Supervisor Herrity refuses to let colleagues shift blame for coverup in John Geer shooting case
Pat Herrity did what Sharon Bulova, Penny Gross and the rest of the Fairfax County Board of Supervisors failed to do for more than two years. Herrity admitted publicly yesterday (Tuesday) it was the Board of Supervisors that approved the coverup in the John Geer police shooting case.
Supervisor Herrity spoke up at a work session after at least two board members tried to pin the cone of silence tactic on Ray Morrogh, the Commonwealth’s Attorney for Fairfax County. Herrity said, “The Board made the decision not to disclose.” He went on to elaborate the type of information that was withheld, which included the police officer’s name and any description of what occurred. Herrity also talked about the withholding of information about “discrepancies”, an apparent reference to the fact that fellow officers who witnessed the incident thought it was a bad shooting.
Chairman Bulova jumped into the conversation to remind Herrity they weren’t there to discuss “who struck John.” This wasn’t exactly true. As long as the focus was on Ray Morrogh, Bulova was just fine with her fellow supervisors playing the blame game. But when Herrity chimed in with his reality check, the topic suddenly became off limits.

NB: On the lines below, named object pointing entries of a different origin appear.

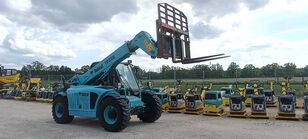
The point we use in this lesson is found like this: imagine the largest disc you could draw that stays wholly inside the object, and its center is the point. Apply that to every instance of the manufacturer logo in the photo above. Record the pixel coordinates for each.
(148, 45)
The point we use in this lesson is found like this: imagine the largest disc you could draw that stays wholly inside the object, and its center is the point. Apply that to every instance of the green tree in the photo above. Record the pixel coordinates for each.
(248, 71)
(306, 71)
(233, 70)
(289, 70)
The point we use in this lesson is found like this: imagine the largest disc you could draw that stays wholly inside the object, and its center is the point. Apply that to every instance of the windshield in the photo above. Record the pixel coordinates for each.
(127, 77)
(210, 96)
(227, 91)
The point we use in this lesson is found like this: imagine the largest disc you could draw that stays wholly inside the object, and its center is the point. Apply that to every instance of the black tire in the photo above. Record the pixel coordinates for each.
(64, 118)
(152, 110)
(120, 113)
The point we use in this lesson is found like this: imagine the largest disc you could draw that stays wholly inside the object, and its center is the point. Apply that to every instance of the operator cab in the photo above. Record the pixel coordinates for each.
(8, 72)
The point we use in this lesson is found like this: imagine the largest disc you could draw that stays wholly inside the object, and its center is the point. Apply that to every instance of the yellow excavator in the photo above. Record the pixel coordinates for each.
(193, 102)
(286, 104)
(46, 95)
(270, 94)
(176, 100)
(237, 104)
(9, 79)
(258, 105)
(28, 89)
(305, 115)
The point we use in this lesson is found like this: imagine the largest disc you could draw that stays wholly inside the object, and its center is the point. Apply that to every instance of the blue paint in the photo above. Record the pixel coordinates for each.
(110, 115)
(59, 110)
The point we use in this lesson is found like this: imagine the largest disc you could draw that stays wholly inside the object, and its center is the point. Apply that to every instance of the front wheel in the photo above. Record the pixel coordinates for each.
(60, 111)
(114, 114)
(152, 110)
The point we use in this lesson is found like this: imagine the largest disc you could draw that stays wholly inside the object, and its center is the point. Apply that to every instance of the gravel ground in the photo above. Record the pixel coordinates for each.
(31, 120)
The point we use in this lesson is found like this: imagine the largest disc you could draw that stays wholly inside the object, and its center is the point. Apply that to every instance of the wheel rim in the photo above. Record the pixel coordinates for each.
(110, 114)
(59, 110)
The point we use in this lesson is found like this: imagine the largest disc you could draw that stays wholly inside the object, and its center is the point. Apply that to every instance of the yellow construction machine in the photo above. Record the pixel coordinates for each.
(237, 104)
(193, 102)
(286, 104)
(213, 103)
(258, 105)
(270, 94)
(227, 92)
(9, 79)
(305, 115)
(176, 100)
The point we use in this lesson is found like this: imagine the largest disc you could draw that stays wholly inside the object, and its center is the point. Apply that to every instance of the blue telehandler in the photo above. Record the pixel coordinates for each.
(87, 95)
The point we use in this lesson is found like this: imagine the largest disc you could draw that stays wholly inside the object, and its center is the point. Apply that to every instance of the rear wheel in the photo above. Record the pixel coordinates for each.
(152, 110)
(60, 110)
(114, 114)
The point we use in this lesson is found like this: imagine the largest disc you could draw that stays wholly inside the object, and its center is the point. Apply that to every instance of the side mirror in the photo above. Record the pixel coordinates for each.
(149, 84)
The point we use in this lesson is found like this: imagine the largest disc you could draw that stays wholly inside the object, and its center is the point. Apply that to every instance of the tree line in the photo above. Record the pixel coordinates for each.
(171, 72)
(233, 71)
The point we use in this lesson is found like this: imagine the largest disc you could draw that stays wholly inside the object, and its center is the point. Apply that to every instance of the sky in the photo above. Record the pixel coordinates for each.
(79, 32)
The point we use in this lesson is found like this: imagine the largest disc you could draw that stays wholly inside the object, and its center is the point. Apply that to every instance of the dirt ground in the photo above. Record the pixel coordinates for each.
(31, 120)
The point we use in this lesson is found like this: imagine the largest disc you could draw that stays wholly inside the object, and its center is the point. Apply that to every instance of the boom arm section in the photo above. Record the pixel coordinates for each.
(142, 40)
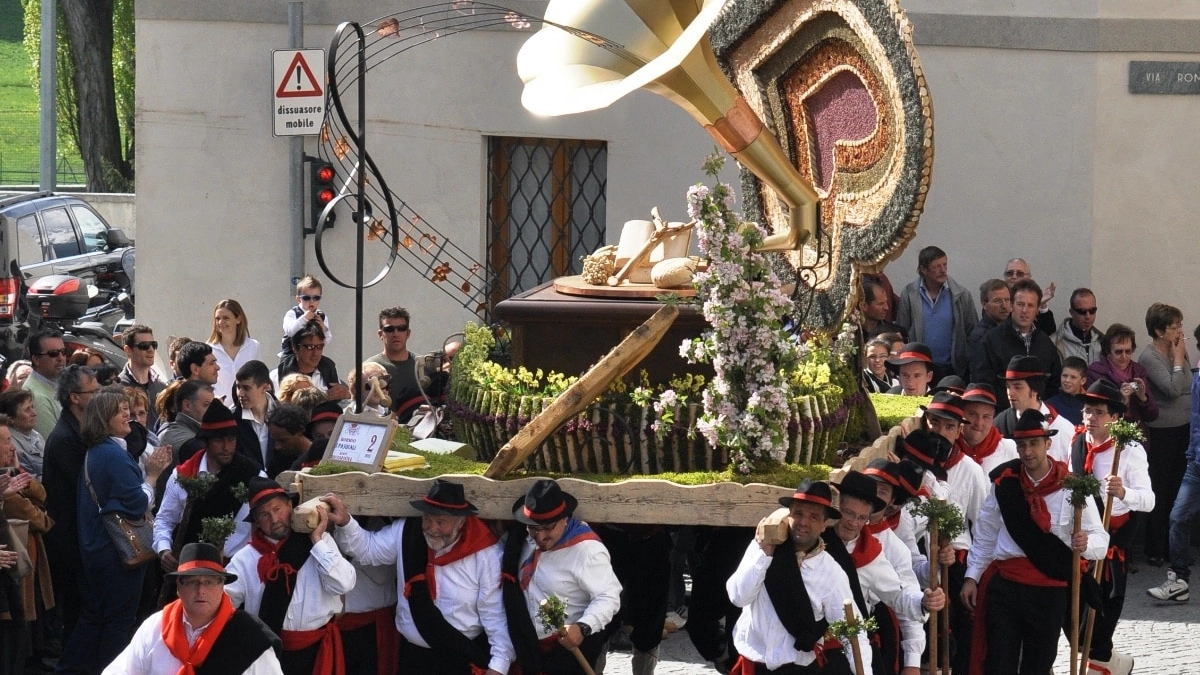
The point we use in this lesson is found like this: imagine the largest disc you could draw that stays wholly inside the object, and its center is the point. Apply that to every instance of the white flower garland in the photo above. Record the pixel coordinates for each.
(745, 405)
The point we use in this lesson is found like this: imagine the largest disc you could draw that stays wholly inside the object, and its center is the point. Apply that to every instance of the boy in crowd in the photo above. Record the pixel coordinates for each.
(1067, 401)
(305, 310)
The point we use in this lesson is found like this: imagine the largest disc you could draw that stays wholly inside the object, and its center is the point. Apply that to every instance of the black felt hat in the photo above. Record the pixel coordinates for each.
(816, 493)
(862, 487)
(263, 490)
(927, 449)
(1104, 392)
(444, 499)
(544, 502)
(202, 560)
(217, 422)
(1032, 424)
(947, 405)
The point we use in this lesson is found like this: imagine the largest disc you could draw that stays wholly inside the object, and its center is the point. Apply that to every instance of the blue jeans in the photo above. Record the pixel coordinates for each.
(1187, 507)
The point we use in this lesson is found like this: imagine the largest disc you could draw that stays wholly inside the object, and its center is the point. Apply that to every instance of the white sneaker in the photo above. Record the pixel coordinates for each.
(1174, 589)
(1117, 664)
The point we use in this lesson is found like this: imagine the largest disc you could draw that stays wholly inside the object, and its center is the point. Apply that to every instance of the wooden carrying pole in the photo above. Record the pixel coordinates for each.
(852, 620)
(1098, 573)
(1074, 593)
(934, 623)
(579, 655)
(586, 389)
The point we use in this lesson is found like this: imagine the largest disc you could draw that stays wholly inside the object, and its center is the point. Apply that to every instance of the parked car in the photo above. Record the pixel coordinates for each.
(43, 234)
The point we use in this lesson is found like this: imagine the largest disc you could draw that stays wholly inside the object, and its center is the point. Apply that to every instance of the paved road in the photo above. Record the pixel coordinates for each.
(1164, 639)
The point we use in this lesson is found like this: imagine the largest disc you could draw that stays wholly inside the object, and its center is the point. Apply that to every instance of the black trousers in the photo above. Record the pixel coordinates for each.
(1023, 625)
(642, 562)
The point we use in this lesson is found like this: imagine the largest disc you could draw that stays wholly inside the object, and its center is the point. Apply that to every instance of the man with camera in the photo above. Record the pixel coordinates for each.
(403, 368)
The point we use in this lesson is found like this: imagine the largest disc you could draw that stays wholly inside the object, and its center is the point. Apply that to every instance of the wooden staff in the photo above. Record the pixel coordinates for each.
(1090, 616)
(945, 628)
(1074, 595)
(579, 655)
(934, 623)
(852, 620)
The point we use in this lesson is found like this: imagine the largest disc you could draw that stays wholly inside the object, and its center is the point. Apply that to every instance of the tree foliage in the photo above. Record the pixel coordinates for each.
(95, 55)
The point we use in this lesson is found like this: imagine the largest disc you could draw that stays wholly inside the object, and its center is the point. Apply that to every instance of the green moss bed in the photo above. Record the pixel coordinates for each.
(789, 475)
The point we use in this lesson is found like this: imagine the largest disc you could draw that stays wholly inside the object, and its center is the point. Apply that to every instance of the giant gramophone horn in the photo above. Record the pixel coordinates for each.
(618, 46)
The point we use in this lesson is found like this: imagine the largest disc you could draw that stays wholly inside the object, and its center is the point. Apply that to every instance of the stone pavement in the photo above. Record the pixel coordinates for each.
(1163, 638)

Previously: Fairfax police commission report won’t mean much without real transparency & accountability in Geer case
Additional coverage of John Geer case
WUSA9.com: Fairfax Co. board decided to withhold knowledge of Geer case
It was an interesting phrase Sharon Bulova used in her effort to divert the conversation away from Herrity’s candor. That’s because it appears Bulova knew a lot about who struck John well before any of us did. The public didn’t learn until January, thanks to significant outside pressure, that it was Officer Adam Torres who actually struck and killed John Geer with a bullet in August of 2013.

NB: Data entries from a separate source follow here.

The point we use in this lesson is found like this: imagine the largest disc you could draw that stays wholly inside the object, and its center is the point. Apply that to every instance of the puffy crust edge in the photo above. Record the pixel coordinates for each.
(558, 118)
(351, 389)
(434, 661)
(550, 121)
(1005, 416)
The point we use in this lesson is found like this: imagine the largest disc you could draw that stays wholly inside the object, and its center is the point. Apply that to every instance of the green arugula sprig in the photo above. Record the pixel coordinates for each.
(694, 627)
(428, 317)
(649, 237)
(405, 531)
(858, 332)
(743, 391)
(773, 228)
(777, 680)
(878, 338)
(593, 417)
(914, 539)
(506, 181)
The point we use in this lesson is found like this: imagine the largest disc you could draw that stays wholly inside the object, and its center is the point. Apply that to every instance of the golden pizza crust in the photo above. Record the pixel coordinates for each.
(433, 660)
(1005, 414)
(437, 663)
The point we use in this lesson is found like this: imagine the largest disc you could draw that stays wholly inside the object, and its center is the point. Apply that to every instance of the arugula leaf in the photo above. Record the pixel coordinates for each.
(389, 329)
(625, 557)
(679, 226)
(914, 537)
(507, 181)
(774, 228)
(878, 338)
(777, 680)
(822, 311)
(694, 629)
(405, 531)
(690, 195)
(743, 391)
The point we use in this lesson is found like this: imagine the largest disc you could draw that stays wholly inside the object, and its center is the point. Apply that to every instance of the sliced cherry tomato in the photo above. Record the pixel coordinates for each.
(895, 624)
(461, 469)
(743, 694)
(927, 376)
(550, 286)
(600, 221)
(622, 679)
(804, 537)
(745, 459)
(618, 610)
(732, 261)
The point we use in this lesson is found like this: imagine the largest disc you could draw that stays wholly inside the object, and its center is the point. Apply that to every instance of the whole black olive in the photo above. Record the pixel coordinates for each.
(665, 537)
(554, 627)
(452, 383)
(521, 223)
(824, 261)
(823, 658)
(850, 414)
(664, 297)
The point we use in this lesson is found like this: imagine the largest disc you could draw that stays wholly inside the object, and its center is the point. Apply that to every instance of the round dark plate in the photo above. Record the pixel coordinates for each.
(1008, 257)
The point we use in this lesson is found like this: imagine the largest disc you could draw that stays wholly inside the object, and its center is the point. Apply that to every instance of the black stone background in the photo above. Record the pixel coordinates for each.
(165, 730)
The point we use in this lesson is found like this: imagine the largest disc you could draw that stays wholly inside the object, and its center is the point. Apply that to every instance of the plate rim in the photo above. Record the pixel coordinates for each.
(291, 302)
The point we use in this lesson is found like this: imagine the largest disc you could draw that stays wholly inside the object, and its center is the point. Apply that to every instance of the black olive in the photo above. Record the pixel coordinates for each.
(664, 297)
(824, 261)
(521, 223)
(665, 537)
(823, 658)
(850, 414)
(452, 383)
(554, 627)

Herrity previously criticized the Board of Supervisors for making decisions in the Geer case behind closed doors. But Herrity’s public statement yesterday appears to be the first by someone who was in those closed door meetings, to clearly take full responsibility for the debacle that has harmed the image of the police department and the county government.
The continued lack of candor on this issue by Bulova, Gross and most of their colleagues remains a disgrace. Herrity’s comments are a reminder that instead of continuing to point fingers at others, the Board of Supervisors needs to look inward. It’s long past time for Bulova and company to release all documents and details on the Geer case decision making.
How can we expect to change the culture that will propel the Fairfax County Police Department into an age of transparency when the bosses are still covering up such important information?